Some delegates wore bandages on their ears in solidarity with the former president. Speakers included former Trump trade adviser Peter Navarro (who was released from prison on Wednesday morning, just in time to fly to Milwaukee and deliver a fiery address); military families who lost loved ones in battle (a nod to Trump’s disdain of “endless” wars); and his granddaughter Kai, the daughter of Donald Trump Jr (who spoke of almost losing her “grandpa”).

“It was heartbreaking that someone would do that to another person,” she said, before adding what has been a constant theme throughout the convention: “A lot of people have put my grandpa through hell, and he’s still standing.”

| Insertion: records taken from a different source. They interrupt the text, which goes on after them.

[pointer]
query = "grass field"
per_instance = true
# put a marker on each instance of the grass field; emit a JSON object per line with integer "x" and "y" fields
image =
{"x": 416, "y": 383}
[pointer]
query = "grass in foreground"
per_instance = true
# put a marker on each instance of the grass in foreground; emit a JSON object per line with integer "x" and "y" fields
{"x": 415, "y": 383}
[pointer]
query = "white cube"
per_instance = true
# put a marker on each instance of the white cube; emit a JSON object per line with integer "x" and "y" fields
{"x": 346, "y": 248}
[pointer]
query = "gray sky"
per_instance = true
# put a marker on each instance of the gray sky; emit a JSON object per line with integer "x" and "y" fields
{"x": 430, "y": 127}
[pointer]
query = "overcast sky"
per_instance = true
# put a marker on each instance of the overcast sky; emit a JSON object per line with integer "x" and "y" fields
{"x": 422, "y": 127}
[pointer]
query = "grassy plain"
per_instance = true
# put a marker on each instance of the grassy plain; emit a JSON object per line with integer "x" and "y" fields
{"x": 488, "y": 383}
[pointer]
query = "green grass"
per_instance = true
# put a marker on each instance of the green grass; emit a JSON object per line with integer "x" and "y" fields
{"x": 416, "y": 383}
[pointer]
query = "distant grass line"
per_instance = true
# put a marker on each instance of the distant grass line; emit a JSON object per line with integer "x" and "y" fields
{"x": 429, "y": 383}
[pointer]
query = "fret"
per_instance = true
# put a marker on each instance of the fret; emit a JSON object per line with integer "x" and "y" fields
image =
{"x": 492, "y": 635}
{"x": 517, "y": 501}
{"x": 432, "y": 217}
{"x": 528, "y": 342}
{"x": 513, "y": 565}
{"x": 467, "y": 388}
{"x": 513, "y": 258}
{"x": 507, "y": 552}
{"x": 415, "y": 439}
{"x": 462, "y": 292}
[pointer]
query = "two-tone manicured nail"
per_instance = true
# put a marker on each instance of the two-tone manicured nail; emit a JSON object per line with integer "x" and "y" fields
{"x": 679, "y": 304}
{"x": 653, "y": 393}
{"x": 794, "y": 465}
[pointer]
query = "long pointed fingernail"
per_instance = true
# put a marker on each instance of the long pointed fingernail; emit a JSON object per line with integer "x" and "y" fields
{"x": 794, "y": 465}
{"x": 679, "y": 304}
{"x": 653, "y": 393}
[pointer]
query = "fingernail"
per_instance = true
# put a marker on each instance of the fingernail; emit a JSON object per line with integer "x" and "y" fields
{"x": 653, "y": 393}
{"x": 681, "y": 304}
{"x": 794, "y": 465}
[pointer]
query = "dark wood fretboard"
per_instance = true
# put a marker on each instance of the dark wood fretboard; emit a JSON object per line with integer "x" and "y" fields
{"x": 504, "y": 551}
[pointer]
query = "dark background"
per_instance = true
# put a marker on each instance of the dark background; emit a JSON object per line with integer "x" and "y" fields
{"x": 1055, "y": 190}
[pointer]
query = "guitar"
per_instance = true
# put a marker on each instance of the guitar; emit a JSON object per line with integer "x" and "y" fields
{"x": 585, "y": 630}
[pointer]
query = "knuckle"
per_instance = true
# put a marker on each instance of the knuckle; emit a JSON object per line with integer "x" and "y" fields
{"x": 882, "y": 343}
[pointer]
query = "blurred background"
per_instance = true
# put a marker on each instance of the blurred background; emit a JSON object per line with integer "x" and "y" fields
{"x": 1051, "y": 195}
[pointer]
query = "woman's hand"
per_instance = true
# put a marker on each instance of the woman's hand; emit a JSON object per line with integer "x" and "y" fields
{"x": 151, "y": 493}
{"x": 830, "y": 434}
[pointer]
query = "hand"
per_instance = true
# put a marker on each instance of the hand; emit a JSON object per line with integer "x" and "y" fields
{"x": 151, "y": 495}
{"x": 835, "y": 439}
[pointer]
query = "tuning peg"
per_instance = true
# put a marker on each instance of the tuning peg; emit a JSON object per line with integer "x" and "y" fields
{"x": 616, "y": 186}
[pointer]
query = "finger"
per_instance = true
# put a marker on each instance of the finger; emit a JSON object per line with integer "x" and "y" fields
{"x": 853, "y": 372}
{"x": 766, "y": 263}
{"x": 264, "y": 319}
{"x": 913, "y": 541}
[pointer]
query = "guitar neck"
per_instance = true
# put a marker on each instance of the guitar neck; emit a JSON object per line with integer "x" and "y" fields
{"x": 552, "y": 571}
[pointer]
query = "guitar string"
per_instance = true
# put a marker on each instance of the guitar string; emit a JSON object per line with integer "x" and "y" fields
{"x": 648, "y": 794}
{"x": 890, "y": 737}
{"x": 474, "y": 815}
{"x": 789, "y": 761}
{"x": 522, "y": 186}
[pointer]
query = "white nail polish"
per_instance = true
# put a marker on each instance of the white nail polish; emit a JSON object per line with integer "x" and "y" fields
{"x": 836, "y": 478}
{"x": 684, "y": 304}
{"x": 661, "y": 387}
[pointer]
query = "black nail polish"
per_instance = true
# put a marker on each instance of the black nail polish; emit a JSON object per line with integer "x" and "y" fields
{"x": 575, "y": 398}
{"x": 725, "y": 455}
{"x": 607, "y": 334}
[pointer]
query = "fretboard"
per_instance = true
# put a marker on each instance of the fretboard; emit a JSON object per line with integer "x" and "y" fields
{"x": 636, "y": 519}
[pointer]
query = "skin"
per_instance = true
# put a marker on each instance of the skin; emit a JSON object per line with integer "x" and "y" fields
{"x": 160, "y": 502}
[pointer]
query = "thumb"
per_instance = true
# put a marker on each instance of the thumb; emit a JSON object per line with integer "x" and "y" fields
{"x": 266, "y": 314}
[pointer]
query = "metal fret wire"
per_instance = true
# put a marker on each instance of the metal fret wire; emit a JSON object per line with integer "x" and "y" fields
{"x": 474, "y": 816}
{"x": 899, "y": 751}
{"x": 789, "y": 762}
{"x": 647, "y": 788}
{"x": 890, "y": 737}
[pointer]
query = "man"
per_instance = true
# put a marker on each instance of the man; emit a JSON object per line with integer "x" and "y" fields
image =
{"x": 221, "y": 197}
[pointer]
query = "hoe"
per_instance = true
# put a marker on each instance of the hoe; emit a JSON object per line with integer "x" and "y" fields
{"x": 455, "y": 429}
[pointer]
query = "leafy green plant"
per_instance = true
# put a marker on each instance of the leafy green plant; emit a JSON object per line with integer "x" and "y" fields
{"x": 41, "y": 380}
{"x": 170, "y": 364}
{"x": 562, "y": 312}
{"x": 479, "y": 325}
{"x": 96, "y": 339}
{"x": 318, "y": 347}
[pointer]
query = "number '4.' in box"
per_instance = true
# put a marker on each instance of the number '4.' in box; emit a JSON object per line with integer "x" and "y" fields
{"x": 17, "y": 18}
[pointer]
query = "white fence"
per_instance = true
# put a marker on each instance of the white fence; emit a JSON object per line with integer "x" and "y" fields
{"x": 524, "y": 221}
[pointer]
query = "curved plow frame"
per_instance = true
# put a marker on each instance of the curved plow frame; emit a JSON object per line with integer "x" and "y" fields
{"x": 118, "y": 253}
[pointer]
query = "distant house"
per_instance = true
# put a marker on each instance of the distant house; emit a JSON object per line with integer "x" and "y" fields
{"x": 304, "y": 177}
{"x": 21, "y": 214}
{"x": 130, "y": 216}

The Democrats, by contrast, are in disarray, led by an 81-year-old president hit by COVID and forced into isolation when he can least afford it.

Indeed, even before Vance walked on the stage, California congressman Adam Schiff, who is close to Democratic stalwart Nancy Pelosi, became the most senior Democrat to call on Biden to stand down.

Soon after, reports emerged that the two top Democrats in Congress, Chuck Schumer and Hakeem Jeffries, had gone to Biden with the concerns of their members.

By the time Vance’s speech ended, another report suggested that Pelosi had confronted the president and told him that he could not win the White House – and would most likely lose the House and Senate, too.

Trump, meanwhile, is riding high, entering the convention to another hero’s welcome as the band played a version of James Brown’s It’s a Man’s Man’s World.

As former Speaker Kevin McCarthy put it, “No disrespect to J.D. Vance – he’s smart, he’s young, but he’s the vice president. And it doesn’t matter who president Trump would select to be his vice president because he’s in a stronger position than he’s ever been.”